13. Thou wilt not require it Thou wilt not search it out, to make men legally answerable for their conduct. On this assumption the hope of the wicked is founded.

Verse 14

14. Thou hast seen it The psalmist repels their blasphemy. God does behold human actions with legal cognizance.

To requite it The word rendered “requite” signifies to give, but the connexion determines what this giving is, namely, according to desert, judicial retribution.

The poor committeth himself unto thee Literally, the poor will abandon himself to thee. He seeks, he accepts, no other refuge. Here is the faith that meets, and rebukes, and conquers fundamental scepticism.

Fatherless Such as have no earthly protector.

Verse 15

15. Seek out Thou wilt seek out. This stands opposed to the doctrine of the wicked in Psalms 10:13, where, using the same word, they say: “God will not require, or seek out,” the sin, to punish it.

Verse 16

16. The Lord is King Strong faith in the government of God triumphs. It breaks through the darkness like the sun through the rifted cloud.

The heathen The goyim, gentile nations, clearly designating who these wicked oppressors are.

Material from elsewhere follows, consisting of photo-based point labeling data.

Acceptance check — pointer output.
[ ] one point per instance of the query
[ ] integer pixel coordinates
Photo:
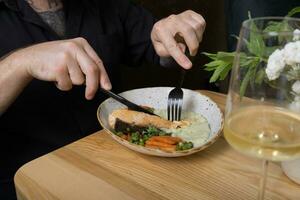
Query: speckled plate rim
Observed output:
(158, 152)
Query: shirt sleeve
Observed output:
(137, 24)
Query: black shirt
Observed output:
(44, 118)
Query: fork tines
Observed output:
(175, 104)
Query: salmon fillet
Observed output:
(140, 119)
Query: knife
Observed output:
(129, 104)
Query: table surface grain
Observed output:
(96, 167)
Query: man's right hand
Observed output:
(65, 62)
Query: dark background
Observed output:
(214, 40)
(223, 18)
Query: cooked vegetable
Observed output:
(146, 130)
(184, 146)
(166, 139)
(169, 149)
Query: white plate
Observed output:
(292, 169)
(156, 97)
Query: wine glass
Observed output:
(262, 117)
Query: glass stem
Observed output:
(263, 180)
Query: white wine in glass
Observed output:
(262, 117)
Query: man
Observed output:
(77, 45)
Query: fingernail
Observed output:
(107, 85)
(187, 64)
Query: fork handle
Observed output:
(182, 75)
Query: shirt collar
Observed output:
(12, 4)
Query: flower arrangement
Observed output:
(276, 61)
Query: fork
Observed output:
(175, 100)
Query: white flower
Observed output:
(295, 105)
(296, 35)
(296, 87)
(275, 64)
(292, 53)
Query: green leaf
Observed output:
(226, 56)
(256, 43)
(214, 63)
(217, 73)
(294, 11)
(245, 83)
(210, 55)
(225, 72)
(260, 75)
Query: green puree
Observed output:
(197, 132)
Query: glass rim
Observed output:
(275, 18)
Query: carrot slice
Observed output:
(166, 139)
(159, 144)
(168, 149)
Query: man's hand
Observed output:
(171, 35)
(67, 63)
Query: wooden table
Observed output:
(96, 167)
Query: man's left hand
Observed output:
(171, 36)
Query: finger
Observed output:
(91, 71)
(200, 20)
(189, 35)
(196, 26)
(174, 50)
(75, 72)
(63, 81)
(104, 79)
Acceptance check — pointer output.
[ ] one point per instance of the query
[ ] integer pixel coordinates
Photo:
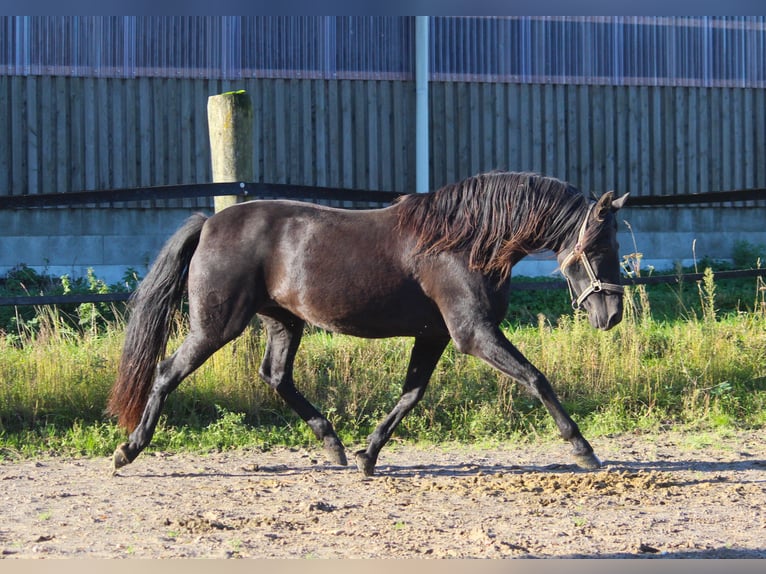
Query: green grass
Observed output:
(702, 369)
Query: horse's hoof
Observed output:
(588, 461)
(364, 463)
(120, 457)
(335, 451)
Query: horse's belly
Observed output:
(385, 315)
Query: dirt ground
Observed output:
(664, 496)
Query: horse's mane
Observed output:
(495, 216)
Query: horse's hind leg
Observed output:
(168, 375)
(284, 336)
(425, 355)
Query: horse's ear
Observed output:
(619, 203)
(604, 205)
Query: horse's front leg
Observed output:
(425, 355)
(490, 345)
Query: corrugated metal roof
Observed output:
(698, 51)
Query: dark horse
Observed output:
(432, 266)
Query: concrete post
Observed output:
(230, 125)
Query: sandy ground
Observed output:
(663, 496)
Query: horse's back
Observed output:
(349, 271)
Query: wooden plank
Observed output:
(565, 133)
(486, 127)
(372, 138)
(6, 161)
(526, 127)
(727, 137)
(692, 140)
(749, 151)
(704, 128)
(116, 94)
(19, 128)
(436, 95)
(474, 129)
(464, 143)
(77, 146)
(668, 143)
(500, 124)
(550, 130)
(172, 130)
(359, 135)
(513, 106)
(91, 114)
(759, 107)
(132, 135)
(47, 127)
(632, 163)
(386, 144)
(645, 147)
(160, 141)
(104, 130)
(321, 151)
(346, 134)
(404, 136)
(585, 179)
(451, 142)
(334, 141)
(309, 144)
(145, 115)
(186, 131)
(657, 161)
(573, 133)
(33, 136)
(681, 109)
(280, 136)
(716, 150)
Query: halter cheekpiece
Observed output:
(578, 252)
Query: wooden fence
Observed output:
(61, 134)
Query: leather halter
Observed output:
(578, 252)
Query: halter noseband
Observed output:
(578, 252)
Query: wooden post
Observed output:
(230, 124)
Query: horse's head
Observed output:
(590, 261)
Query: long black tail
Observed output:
(151, 309)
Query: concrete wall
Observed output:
(69, 240)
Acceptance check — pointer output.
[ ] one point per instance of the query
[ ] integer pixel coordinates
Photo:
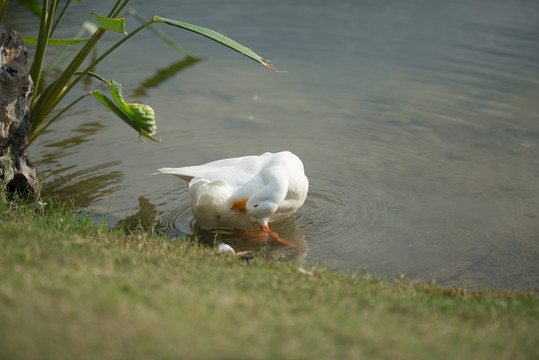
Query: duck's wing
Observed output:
(234, 171)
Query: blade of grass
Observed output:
(215, 36)
(34, 41)
(162, 36)
(47, 15)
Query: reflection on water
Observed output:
(417, 122)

See Psalms 9:5; Psalms 9:15; Psalms 9:19

Verse 18

18. Man of the earth Man, ( אנושׁ ), enosh,) frail man, as in Psalms 9:19-20, is not here designated as simply made of earth, but as having his abode here, and choosing this world as his portion. See note on Psalms 17:14.

Oppress The word commonly means to affright, terrify, and the sentence may read: “That frail man of the earth shall not continue to terrify.” This is in harmony with the wish expressed Psalms 9:19-20. Let not man continue to be a terror to his fellow man, but let God appear for judgment, and let all fear him.